Responsible AI on Databricks: Taking a Bank's Agent to Production
I have spent years building data and AI platforms on Databricks for financial institutions: lakehouse foundations, Unity Catalog governance, MLflow pipelines, and lately the agentic stack. So this is a point of view, not a product tour. I want to take one problem I am handed almost every week, an AI agent that works in a notebook but cannot get to production, and walk it the rest of the way. The agent in the example triages KYC alerts. The tools are the ones Databricks shipped through 2026: Agent Bricks to build it, Unity Catalog to govern it. The interesting part is not the agent. It is what it takes to make a bank trust it.
The short version
- The problem I am handed almost weekly: a financial-services AI agent that works in a notebook and cannot reach production. The agent is usually fine. The path to production is the gap.
- An agent is not a static model. It plans, calls tools, and behaves differently on every run, so a one-time review board, the control a bank knows, inspects a snapshot of something that will not hold still.
- The way I build this on Databricks: governance is a property of every phase, not a final gate. Agent Bricks gives the shape, Build, Evaluate, Deploy, and Govern.

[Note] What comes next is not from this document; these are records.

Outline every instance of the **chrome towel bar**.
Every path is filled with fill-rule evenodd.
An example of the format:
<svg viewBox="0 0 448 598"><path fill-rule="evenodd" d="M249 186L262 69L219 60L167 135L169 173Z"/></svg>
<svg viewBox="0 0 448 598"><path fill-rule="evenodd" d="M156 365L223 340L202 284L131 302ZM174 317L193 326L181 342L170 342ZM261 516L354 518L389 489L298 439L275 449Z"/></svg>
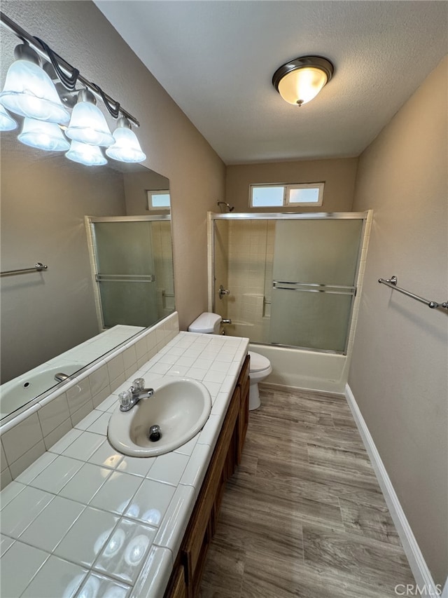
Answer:
<svg viewBox="0 0 448 598"><path fill-rule="evenodd" d="M400 287L397 287L397 283L398 282L398 279L396 276L392 276L391 278L378 278L378 282L382 285L386 285L386 287L390 287L390 288L393 289L394 291L398 291L400 293L402 293L404 295L407 295L408 297L412 297L416 301L419 301L421 303L424 303L428 307L430 307L431 309L434 309L436 307L444 307L445 309L448 309L448 301L444 301L443 303L438 303L435 301L430 301L429 299L426 299L424 297L420 297L419 295L414 294L414 293L411 293L409 291L405 290L405 289L401 289Z"/></svg>
<svg viewBox="0 0 448 598"><path fill-rule="evenodd" d="M6 270L5 272L0 272L1 276L11 276L13 274L25 274L27 272L42 272L43 270L46 270L48 266L44 266L40 261L35 264L32 268L22 268L21 270Z"/></svg>

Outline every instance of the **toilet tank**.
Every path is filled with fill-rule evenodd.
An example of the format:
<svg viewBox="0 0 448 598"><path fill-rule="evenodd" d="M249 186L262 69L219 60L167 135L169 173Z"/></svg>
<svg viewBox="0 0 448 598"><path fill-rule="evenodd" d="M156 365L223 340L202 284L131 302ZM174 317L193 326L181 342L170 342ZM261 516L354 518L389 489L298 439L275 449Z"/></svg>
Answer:
<svg viewBox="0 0 448 598"><path fill-rule="evenodd" d="M218 334L221 317L218 313L204 311L188 326L189 332L201 332L203 334Z"/></svg>

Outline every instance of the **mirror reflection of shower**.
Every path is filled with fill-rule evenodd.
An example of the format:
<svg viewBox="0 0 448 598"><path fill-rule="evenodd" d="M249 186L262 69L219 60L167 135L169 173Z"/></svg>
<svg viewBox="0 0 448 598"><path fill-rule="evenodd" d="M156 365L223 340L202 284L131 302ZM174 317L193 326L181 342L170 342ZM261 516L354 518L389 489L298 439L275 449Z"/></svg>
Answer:
<svg viewBox="0 0 448 598"><path fill-rule="evenodd" d="M235 209L234 205L229 205L229 204L226 201L218 201L216 203L218 205L225 205L229 212L233 212L233 210ZM221 212L225 212L225 208L221 208Z"/></svg>

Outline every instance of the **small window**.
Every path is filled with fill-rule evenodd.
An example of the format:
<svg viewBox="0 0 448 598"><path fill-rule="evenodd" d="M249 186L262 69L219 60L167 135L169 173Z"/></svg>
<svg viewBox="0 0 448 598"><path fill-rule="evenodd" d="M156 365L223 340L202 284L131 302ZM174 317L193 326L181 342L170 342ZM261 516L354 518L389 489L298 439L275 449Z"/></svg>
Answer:
<svg viewBox="0 0 448 598"><path fill-rule="evenodd" d="M146 189L148 195L148 210L169 210L169 190L160 189L158 191L151 191Z"/></svg>
<svg viewBox="0 0 448 598"><path fill-rule="evenodd" d="M324 183L251 185L251 208L322 205Z"/></svg>

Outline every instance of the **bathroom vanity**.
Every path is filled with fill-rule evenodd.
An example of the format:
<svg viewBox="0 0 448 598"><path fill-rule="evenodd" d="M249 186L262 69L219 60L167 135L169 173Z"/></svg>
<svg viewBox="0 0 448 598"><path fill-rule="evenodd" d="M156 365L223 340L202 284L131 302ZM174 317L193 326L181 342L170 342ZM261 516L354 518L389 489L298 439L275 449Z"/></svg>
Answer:
<svg viewBox="0 0 448 598"><path fill-rule="evenodd" d="M241 463L249 407L249 358L246 358L204 482L190 518L164 598L197 594L205 557L214 535L225 482Z"/></svg>
<svg viewBox="0 0 448 598"><path fill-rule="evenodd" d="M248 340L178 332L172 317L151 329L146 338L161 338L167 327L166 344L127 370L120 383L111 382L111 394L102 391L98 402L93 398L94 408L2 490L2 595L197 594L225 481L241 460L248 417ZM111 373L121 358L114 355L97 365L90 374L94 377L85 379L90 388L102 368ZM202 430L156 457L115 451L107 440L108 421L118 393L139 376L149 385L158 376L204 384L212 407ZM80 380L73 385L66 392L69 403L72 389L86 387ZM53 402L60 408L63 400ZM34 409L2 436L2 456L4 449L8 457L13 444L30 436L34 421L42 425L48 404Z"/></svg>

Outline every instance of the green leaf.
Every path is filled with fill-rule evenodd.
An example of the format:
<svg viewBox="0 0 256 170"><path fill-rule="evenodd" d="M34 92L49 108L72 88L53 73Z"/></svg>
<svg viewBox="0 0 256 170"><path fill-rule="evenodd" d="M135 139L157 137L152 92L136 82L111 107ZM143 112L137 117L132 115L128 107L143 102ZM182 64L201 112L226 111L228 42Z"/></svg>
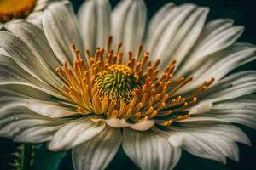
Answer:
<svg viewBox="0 0 256 170"><path fill-rule="evenodd" d="M46 144L38 144L34 150L33 170L57 170L67 150L50 151Z"/></svg>

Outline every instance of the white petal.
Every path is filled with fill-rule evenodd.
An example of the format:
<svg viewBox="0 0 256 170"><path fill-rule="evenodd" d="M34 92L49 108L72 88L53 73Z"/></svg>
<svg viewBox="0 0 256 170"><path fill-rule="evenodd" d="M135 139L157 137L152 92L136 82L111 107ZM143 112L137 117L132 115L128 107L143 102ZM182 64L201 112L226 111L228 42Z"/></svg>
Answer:
<svg viewBox="0 0 256 170"><path fill-rule="evenodd" d="M189 109L189 114L201 114L209 111L212 108L212 101L205 100L201 101L191 109Z"/></svg>
<svg viewBox="0 0 256 170"><path fill-rule="evenodd" d="M150 129L154 125L154 120L145 120L140 122L130 124L131 128L138 131L146 131Z"/></svg>
<svg viewBox="0 0 256 170"><path fill-rule="evenodd" d="M126 122L125 119L115 119L115 118L110 118L107 119L105 122L112 128L126 128L129 126L129 124Z"/></svg>
<svg viewBox="0 0 256 170"><path fill-rule="evenodd" d="M168 132L172 144L182 146L197 156L223 163L226 162L226 156L238 161L238 147L235 141L250 144L246 134L232 125L184 122L173 128Z"/></svg>
<svg viewBox="0 0 256 170"><path fill-rule="evenodd" d="M135 52L143 41L147 20L147 8L143 0L123 0L112 13L113 44L123 42L124 52Z"/></svg>
<svg viewBox="0 0 256 170"><path fill-rule="evenodd" d="M201 99L213 102L233 99L256 91L256 71L244 71L234 73L202 93Z"/></svg>
<svg viewBox="0 0 256 170"><path fill-rule="evenodd" d="M110 36L110 4L108 0L88 0L78 13L85 48L90 52L105 48Z"/></svg>
<svg viewBox="0 0 256 170"><path fill-rule="evenodd" d="M147 49L154 60L161 60L163 70L170 60L180 64L195 42L204 26L208 9L185 4L172 10L157 27L152 38L147 40Z"/></svg>
<svg viewBox="0 0 256 170"><path fill-rule="evenodd" d="M105 169L117 153L121 141L120 130L106 127L96 137L73 150L75 169Z"/></svg>
<svg viewBox="0 0 256 170"><path fill-rule="evenodd" d="M0 112L0 135L17 142L48 141L65 122L36 115L19 102L1 107Z"/></svg>
<svg viewBox="0 0 256 170"><path fill-rule="evenodd" d="M182 76L184 72L196 68L201 60L232 45L243 31L243 27L232 26L232 24L231 20L215 20L209 22L177 76Z"/></svg>
<svg viewBox="0 0 256 170"><path fill-rule="evenodd" d="M114 128L121 128L130 127L132 129L138 131L146 131L150 129L154 125L154 120L145 120L140 122L129 123L125 119L110 118L110 119L92 119L94 122L105 122L109 127Z"/></svg>
<svg viewBox="0 0 256 170"><path fill-rule="evenodd" d="M123 131L123 148L141 169L172 169L177 163L181 149L174 148L166 139L152 131Z"/></svg>
<svg viewBox="0 0 256 170"><path fill-rule="evenodd" d="M214 119L212 117L208 117L208 119L200 119L200 117L198 117L198 119L196 118L197 117L195 117L193 122L178 122L177 125L172 125L172 127L171 127L172 131L169 133L169 134L171 134L170 136L178 135L181 138L184 138L184 135L189 133L208 133L213 136L224 137L232 141L251 145L251 142L247 134L240 128L233 125L227 124L224 121L218 121L218 119ZM183 139L180 139L179 141L182 143L178 143L177 140L176 142L178 145L182 145ZM170 142L172 141L170 140Z"/></svg>
<svg viewBox="0 0 256 170"><path fill-rule="evenodd" d="M84 44L78 21L71 3L67 1L57 2L45 9L43 16L45 36L55 54L62 60L73 63L74 59L71 44L84 51Z"/></svg>
<svg viewBox="0 0 256 170"><path fill-rule="evenodd" d="M43 12L32 12L30 15L28 15L26 20L39 28L42 28Z"/></svg>
<svg viewBox="0 0 256 170"><path fill-rule="evenodd" d="M0 55L0 60L1 86L6 85L8 88L14 85L29 86L60 99L65 99L65 97L60 94L55 88L29 75L26 71L17 65L12 58Z"/></svg>
<svg viewBox="0 0 256 170"><path fill-rule="evenodd" d="M56 132L48 147L51 150L68 150L90 140L104 128L105 123L84 117L68 122Z"/></svg>
<svg viewBox="0 0 256 170"><path fill-rule="evenodd" d="M231 123L240 123L256 129L256 98L254 95L218 102L207 116Z"/></svg>
<svg viewBox="0 0 256 170"><path fill-rule="evenodd" d="M44 69L44 76L47 81L53 86L61 88L62 82L55 74L55 68L60 67L61 64L51 50L44 31L35 26L26 22L9 22L4 27L20 38L28 48L33 52L38 62L36 66L41 65ZM30 56L31 58L31 56ZM44 79L43 76L42 78Z"/></svg>
<svg viewBox="0 0 256 170"><path fill-rule="evenodd" d="M251 44L238 43L206 59L205 63L191 73L195 81L180 93L195 88L213 77L217 83L233 69L256 60L256 48Z"/></svg>
<svg viewBox="0 0 256 170"><path fill-rule="evenodd" d="M59 118L77 115L75 111L69 110L64 106L56 105L53 102L28 100L26 106L31 110L51 118Z"/></svg>
<svg viewBox="0 0 256 170"><path fill-rule="evenodd" d="M166 16L175 8L173 3L168 3L164 5L150 20L148 23L148 29L147 37L150 37L154 34L157 27L161 22L166 20Z"/></svg>

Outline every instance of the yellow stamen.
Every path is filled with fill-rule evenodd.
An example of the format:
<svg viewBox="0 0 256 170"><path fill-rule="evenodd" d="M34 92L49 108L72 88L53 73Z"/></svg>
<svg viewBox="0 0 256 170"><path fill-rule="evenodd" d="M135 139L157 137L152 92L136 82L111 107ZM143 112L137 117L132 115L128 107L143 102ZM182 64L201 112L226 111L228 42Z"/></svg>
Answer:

- Evaluate is where I turn the sign-off into a number. The CLEARS framework scores the agent on six dimensions in MLflow, so a model risk function governs a metric, not a feeling.
- Unity Catalog is the spine. It is the identity, permission, and lineage layer the agent and its data sit inside, and the AI Gateway runs the runtime guardrails on top of it.
- This is now urgent for banks. The US Treasury's Financial Services AI Risk Management Framework (the FS AI RMF), published in February 2026, sets 230 control objectives across the AI lifecycle, and most banks run agentic AI without a mature governance model.
The problem I keep being handed
Almost every week, a team shows me an agent. It works. It does something genuinely useful: in the running example for this piece, it triages KYC alerts, reads the case file, cross-checks the watchlists, and drafts a recommendation. And it lives in a notebook, because nobody will let it near production.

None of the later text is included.